Zennor in Darkness
- First edition
- Author: Helen Dunmore
- Language: English
- Publisher: Viking Press
- Publication date: 1993
- Publication place: United Kingdom
- Media type: Print
- Awards: McKitterick Prize
- ISBN: 0-670-84695-3

= Zennor in Darkness =

1993 novel by Helen Dunmore

Zennor in Darkness was the debut novel from English author Helen Dunmore, published in 1993. It won the 1994 McKitterick Prize which is awarded for debut novels for writers over 40. Until that point, Dunmore was primarily a poet though she had published short stories and books for children. As a result of winning the prize, Penguin offered her a two-book deal and fiction became her focus.

==Plot introduction==
The book is set in and around Zennor in Cornwall in 1917 during the First World War and concerns Clare Coyne, a young artist, and her relationship with her beloved cousin John, who spends a few days home on leave from the trenches.
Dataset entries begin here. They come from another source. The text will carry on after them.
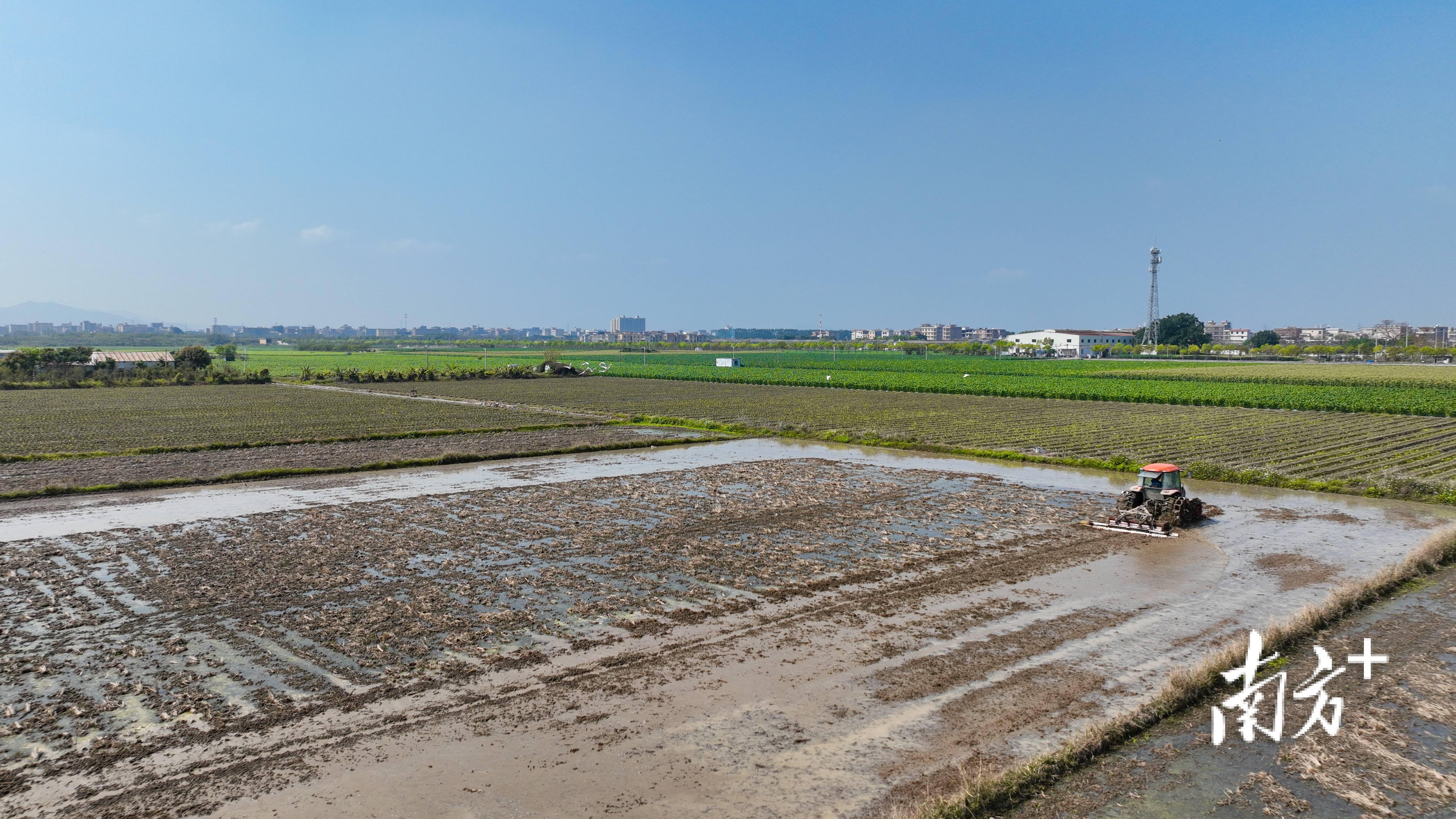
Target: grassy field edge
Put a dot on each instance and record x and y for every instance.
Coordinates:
(1187, 689)
(379, 465)
(1197, 470)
Also prominent is the author D. H. Lawrence and his German wife Frieda who have fled from London to an isolated farmhouse nearby and befriend Clare. But all is not well as John is suffering from shell-shock, and Frieda is suspected by the authorities of signalling to passing U-boats.

==Inspiration==
Asked about the appearance of D. H. Lawrence in the novel, Dunmore explained "Their story needed to be told. We know the bare bones of what happened – but what was it like for him and Frieda in this landscape? The details intrigued me: Lawrence creating a garden, growing things like salsify, getting in tons of manure. He knew how to do practical things – the ironing, the washing – and his combination of day-to-day good sense and the life of the mind fascinated me. I felt there were some interesting things about that particular period and about what turned him against England."

==Reception==
Elaine Feinstein writing in The Independent concludes "Zennor In Darkness is the first novel, and far from flawless; Helen Dunmore moves too readily from one person's consciousness to another, and at first the present tense seems awkward, even pretentious. Nevertheless, we believe in Clare's foxy-faced intelligence, talent, and passion, and it is something of a triumph that the dense pleasures of landscape and texture never overpower our involvement in her story.

==Adaptation==
BBC Radio 4 produced in 2021 a 10-episode radio drama based on the book, narrated by Louise Brealey.